A projected $5 admission charge for the Aug. 17-20 event will be used to add more well-known artists needed to grow the event and, by extension, the local economy, says festival director Bruce Labadie.
"We feel a responsibility to be an economic driver," Mr. Labadie says.
The 2006 headliner act, The Neville Brothers, is by far the biggest name ever scheduled to appear at San Jose's jazz festival, Mr. Labadie says.
"We are paying them twice as much as we've ever paid anyone," Mr. Labadie says. "In the long run, (charging a fee) is the best solution."
The Jazz Festival organizers have been getting pressure from the San Jose Convention & Visitors Bureau and the city of San Jose to make a bigger economic impact on the community.

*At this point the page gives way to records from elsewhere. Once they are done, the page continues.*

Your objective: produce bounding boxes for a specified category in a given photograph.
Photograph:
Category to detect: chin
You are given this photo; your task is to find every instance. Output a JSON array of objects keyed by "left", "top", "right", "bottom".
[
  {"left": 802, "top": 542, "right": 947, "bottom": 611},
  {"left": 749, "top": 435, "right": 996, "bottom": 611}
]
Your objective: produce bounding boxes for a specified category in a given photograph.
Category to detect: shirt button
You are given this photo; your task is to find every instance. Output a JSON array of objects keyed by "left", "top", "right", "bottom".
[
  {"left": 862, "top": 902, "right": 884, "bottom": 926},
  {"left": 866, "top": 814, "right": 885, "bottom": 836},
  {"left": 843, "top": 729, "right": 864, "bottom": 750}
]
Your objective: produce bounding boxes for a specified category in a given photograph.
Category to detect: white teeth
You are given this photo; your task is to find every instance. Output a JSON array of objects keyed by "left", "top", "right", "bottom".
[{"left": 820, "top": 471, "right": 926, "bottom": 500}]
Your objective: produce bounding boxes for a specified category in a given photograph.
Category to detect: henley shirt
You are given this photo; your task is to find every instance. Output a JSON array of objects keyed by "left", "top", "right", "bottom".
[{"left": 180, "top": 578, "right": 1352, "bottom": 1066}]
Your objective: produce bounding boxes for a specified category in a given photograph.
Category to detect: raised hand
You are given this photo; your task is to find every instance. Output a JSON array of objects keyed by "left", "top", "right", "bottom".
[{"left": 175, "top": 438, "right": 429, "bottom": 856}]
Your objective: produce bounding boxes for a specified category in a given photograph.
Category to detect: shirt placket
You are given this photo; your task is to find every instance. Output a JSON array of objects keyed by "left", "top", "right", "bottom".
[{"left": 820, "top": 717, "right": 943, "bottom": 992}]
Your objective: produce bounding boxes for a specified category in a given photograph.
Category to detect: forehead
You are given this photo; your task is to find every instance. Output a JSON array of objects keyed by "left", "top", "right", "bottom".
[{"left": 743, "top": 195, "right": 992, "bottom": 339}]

"We need to find out what we can do to entice more people from farther away to attend these events," says Daniel Fenton, president and chief executive of the San Jose Convention & Visitors Bureau.
San Jose's 14 major hotels are still recovering from the dot-com bust in 2001. The hotels went over 70 percent average occupancy for the first time in five years in February, but hotel rates are still about half what they were during the height of the dot-com boom.
Although the jazz festival drew an estimated 160,000 people in 2005, most were day visitors who returned to their homes at night. Bigger acts are expected to bring in people from farther way who will stay at local hotels, eat at local restaurants and shop at local stores.
"The current model is not working anymore," says Geoff Roach, executive director of the San Jose Jazz Society, which hosts the annual jazz festival. Roach says the event has only been breaking even or losing money in recent years.
Organizers are predicting a 10 percent decline in attendance due to the $5 fee but expect crowds to grow in the following years as more well-known headliners make their way to San Jose.
"We don't have to get 'huge,'" Mr. Labadie says. "But we want to get bigger acts in order to ... create a 'buzz.' "
The 2005 San Jose Grand Prix, which drew 153,000 people to its three-day event, has led business and civic leaders to push existing San Jose events such as the Tapestry Arts Festival, the Pacific 10 Women's Basketball Tournament, Cinequest and the San Jose International Mariachi Gala Concert to grow. New events such as the Rock 'n' Roll Marathon, and the ZeroOne San Jose new media arts festival were developed with an eye toward bringing in tourists from outside the Bay Area. However, the Grand Prix acknowledged it lost several million dollars in 2005 and needed a $4 million subsidy from the city of San Jose to assure that a 2006 race would happen.
The San Jose City Council opened the door for the jazz festival to charge an admission fee when it repealed a long-standing city ordinance prohibiting organizers from charging for events held in a city park. That allowed the San Jose Grand Prix to charge admission for its three-day event last July.
"Their success opened some eyes," Mr. Labadie says.
The jazz festival tinkered with the idea of charging admission to a "VIP" area in front of its various stages while letting everybody else in for free but in the end decided that an all-venue ticket price would work better. The current plan calls for a free Friday concert, with separate $5 fees for Saturday and Sunday concerts.
The festival is offering free tickets to anybody staying at a local hotel as well as anybody taking the Altamont Commuter Express special weekend train to the event. In 2005, more than 1,200 people took the train to the weekend concert. ACE will also add a Sunday train to allow those East Bay residents to stay over Saturday night if they so desire.
The event, which has billed itself as the largest free jazz festival in the United States, has not made a final decision on whether to charge a fee. The festival's board of directors is scheduled to meet in April to make a final decision.
Besides drawing bigger name acts, the additional money will be used to create a barrier around Plaza de Cesar Chavez, set up a ticket-monitoring system and for Jazz Society programs.
The $1 million event has received about $250,000 in corporate sponsorships for the last few years. The rest of the money is made through concessions, mostly beer and wine sales.
Corporate sponsorship is expected to remain steady whether the festival charges or remains free, Mr. Labadie says.
While the festival lost Ford, Applied Materials and Chevron in 2004, the festival made that up with new sponsors, including Adobe Systems, as well as increased support from Southwest and Comcast Cable.
"We're not that far off from where we were last year," Mr. Labadie says.